そもそもではあるが、App Runner で長時間の処理はあまり想定されていなさそうである。HTTPのレスポンスで処理結果を返さないといけないし。15分以上HTTP繋ぎっぱなしも良くない。

また、キューで一時的にリクエストを溜めることでバーストへ対処するという仕組みも、1つのリクエストの処理時間が短いことを想定している(例えば1秒の処理が2秒になっても文句は無いが、15分のリクエストが30分になったら文句が出ると思う)。

スケールアウトの戦略も具体的には公開されておらず、細かいリクエストがじわじわと増減するようなシステムで使うのがふさわしそうである。
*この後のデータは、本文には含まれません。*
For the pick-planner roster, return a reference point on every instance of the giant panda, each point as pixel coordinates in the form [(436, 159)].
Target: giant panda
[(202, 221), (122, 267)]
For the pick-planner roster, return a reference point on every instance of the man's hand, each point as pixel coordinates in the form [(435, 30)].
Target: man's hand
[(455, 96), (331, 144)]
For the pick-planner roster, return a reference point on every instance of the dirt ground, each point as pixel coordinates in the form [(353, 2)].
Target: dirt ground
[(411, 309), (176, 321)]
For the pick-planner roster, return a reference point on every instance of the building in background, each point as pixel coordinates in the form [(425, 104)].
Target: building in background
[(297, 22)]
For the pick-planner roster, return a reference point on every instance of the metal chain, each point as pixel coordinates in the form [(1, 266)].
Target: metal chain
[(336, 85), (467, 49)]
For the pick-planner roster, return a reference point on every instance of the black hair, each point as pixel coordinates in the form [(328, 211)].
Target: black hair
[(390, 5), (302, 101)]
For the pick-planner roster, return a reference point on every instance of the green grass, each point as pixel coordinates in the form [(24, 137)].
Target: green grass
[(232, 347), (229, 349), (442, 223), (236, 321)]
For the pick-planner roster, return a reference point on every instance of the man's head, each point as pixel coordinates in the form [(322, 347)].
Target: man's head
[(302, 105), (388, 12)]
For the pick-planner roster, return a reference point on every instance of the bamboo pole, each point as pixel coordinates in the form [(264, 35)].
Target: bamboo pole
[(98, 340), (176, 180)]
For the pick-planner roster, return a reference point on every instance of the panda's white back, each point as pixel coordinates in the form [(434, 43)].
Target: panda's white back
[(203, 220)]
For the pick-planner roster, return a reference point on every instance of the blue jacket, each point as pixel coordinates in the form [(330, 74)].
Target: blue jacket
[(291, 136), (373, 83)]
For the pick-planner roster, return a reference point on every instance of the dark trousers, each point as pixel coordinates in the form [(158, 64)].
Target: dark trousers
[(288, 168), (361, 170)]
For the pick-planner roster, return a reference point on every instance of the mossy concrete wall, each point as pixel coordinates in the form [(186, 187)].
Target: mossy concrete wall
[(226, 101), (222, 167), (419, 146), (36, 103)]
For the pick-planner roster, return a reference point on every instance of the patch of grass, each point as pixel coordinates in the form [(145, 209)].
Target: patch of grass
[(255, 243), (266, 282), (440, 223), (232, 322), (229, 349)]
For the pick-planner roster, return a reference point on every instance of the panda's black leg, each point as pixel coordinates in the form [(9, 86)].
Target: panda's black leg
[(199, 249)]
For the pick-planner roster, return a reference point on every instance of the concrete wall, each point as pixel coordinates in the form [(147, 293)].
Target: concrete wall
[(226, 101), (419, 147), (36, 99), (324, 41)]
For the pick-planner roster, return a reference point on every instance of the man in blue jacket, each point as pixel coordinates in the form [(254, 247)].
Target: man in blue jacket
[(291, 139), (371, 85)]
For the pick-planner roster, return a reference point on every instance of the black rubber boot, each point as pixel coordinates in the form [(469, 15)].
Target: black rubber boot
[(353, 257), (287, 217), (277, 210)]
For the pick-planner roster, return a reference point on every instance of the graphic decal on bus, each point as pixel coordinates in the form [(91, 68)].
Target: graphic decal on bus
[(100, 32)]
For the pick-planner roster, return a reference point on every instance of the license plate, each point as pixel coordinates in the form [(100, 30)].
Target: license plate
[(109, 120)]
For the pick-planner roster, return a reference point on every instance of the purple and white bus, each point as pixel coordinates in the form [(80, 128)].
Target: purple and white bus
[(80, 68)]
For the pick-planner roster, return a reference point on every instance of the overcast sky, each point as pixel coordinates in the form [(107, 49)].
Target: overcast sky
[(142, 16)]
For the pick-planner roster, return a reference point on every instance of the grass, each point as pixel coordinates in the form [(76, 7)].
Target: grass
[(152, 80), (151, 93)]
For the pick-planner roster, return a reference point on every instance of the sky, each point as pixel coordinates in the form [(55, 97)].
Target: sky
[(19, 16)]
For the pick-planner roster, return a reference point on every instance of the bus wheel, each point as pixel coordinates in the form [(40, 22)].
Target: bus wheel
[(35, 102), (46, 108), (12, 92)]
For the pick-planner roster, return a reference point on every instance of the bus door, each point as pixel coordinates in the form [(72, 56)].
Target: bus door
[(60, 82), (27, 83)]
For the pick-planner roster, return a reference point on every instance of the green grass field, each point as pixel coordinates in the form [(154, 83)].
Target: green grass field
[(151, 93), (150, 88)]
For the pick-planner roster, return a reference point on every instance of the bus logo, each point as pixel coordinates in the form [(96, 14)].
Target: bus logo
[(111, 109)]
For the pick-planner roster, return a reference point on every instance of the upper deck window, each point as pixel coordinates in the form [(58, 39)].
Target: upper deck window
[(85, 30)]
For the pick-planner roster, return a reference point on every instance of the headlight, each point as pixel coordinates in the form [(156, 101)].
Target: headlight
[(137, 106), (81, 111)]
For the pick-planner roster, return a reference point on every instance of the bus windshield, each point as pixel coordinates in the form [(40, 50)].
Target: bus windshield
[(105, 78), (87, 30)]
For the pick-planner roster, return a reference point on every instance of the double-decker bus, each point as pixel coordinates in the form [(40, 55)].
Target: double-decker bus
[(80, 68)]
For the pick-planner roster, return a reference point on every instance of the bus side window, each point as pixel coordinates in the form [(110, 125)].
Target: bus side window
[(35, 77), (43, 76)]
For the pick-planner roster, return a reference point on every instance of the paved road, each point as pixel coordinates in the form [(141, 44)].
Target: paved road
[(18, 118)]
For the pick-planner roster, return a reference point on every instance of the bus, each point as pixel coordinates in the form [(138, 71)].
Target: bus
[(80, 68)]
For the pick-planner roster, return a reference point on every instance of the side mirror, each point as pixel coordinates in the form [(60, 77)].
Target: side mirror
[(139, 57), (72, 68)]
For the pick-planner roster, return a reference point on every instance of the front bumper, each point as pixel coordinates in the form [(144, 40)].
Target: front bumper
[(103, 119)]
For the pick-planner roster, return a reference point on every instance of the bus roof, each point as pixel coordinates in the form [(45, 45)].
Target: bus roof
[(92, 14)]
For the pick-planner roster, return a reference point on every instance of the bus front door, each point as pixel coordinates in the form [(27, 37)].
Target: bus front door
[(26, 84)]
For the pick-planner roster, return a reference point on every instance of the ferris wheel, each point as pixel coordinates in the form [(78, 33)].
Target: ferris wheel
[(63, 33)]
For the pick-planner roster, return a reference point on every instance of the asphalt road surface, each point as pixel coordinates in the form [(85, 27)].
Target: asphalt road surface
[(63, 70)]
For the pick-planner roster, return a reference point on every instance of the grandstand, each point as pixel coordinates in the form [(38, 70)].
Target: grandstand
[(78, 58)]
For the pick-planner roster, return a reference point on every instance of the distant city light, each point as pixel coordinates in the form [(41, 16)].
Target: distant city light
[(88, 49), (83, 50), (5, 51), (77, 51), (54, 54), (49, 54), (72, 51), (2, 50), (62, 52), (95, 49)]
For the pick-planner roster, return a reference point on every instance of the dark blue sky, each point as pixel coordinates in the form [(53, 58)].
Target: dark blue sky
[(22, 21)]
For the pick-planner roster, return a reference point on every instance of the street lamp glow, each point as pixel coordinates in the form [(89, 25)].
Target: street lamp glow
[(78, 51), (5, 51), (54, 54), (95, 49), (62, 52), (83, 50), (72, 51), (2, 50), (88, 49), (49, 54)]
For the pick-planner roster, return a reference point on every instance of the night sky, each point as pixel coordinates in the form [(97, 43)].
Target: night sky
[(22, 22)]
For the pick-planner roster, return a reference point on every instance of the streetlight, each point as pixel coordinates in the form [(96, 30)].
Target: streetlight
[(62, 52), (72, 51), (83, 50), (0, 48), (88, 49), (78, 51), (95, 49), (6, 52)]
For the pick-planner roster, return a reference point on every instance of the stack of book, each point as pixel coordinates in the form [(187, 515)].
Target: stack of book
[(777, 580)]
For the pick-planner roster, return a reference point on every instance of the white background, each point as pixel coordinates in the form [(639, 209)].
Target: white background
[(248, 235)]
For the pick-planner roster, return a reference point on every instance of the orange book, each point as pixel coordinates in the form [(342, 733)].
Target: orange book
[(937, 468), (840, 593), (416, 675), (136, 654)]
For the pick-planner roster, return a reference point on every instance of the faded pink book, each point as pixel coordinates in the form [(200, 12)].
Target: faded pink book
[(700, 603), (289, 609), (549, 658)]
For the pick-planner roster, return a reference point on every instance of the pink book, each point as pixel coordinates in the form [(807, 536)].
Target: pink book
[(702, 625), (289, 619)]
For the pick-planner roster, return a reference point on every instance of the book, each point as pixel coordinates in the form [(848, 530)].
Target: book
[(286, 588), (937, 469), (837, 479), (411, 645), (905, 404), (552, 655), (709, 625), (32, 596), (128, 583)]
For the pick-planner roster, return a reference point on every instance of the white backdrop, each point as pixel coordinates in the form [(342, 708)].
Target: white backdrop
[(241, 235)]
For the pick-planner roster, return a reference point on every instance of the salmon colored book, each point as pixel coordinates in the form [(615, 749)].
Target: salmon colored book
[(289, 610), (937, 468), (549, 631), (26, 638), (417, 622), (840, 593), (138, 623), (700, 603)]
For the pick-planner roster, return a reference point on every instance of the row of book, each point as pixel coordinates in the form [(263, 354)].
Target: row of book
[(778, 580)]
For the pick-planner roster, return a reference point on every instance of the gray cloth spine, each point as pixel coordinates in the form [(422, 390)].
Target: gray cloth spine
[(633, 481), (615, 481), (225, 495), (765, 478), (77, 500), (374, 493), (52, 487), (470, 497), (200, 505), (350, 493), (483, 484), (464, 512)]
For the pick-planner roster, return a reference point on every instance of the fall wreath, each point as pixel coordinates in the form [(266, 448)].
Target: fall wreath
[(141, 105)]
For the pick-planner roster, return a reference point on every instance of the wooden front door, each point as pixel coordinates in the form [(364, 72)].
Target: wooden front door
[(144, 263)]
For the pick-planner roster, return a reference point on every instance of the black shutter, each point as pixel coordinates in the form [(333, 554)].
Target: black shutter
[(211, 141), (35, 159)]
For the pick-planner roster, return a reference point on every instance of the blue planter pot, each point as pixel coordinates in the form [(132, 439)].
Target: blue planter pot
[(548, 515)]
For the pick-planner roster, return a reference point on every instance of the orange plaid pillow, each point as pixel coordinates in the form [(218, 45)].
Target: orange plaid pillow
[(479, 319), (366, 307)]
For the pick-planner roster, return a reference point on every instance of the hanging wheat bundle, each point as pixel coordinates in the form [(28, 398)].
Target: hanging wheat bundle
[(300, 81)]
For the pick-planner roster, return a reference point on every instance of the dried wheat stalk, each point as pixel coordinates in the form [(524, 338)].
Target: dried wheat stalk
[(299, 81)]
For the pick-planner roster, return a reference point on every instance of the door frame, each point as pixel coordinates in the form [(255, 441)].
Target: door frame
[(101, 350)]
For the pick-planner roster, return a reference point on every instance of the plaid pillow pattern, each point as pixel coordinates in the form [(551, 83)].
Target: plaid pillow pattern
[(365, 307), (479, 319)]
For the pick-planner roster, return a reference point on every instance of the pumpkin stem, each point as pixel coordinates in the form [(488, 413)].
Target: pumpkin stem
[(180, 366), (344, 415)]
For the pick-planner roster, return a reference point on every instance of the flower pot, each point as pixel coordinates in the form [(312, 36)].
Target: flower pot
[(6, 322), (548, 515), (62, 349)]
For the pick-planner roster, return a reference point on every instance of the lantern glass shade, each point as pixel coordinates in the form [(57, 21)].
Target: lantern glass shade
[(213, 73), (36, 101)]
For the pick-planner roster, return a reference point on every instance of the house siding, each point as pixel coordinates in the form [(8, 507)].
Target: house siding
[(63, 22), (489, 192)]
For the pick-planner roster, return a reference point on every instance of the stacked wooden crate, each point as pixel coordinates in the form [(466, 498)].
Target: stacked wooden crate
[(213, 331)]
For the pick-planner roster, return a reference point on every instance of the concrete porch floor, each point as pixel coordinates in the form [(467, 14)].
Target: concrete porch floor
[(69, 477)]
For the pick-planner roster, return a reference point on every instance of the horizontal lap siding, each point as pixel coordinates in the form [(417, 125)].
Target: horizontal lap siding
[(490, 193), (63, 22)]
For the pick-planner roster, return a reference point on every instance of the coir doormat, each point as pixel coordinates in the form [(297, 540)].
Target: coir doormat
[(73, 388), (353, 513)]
ただ強いて言えば、最大リクエスト数を決めてしまってその範囲で使うという形が取れればありかもしれない。別でフロントエンドがあるシステムとか、またはApp Runner 上のAPIを社内の別システムから呼ぶようなパターンであれば、 429 Too Many Requests が出たら同時実行数を超えていることをユーザーに通知すればいい。

じゃあどうする?

1つの処理に何十分もかかるようなものは、AWSであれば AWS Batch (on Fargate)、Google Cloud であれば Cloud Run Jobs がよさそう(ここでは特に比較しない)。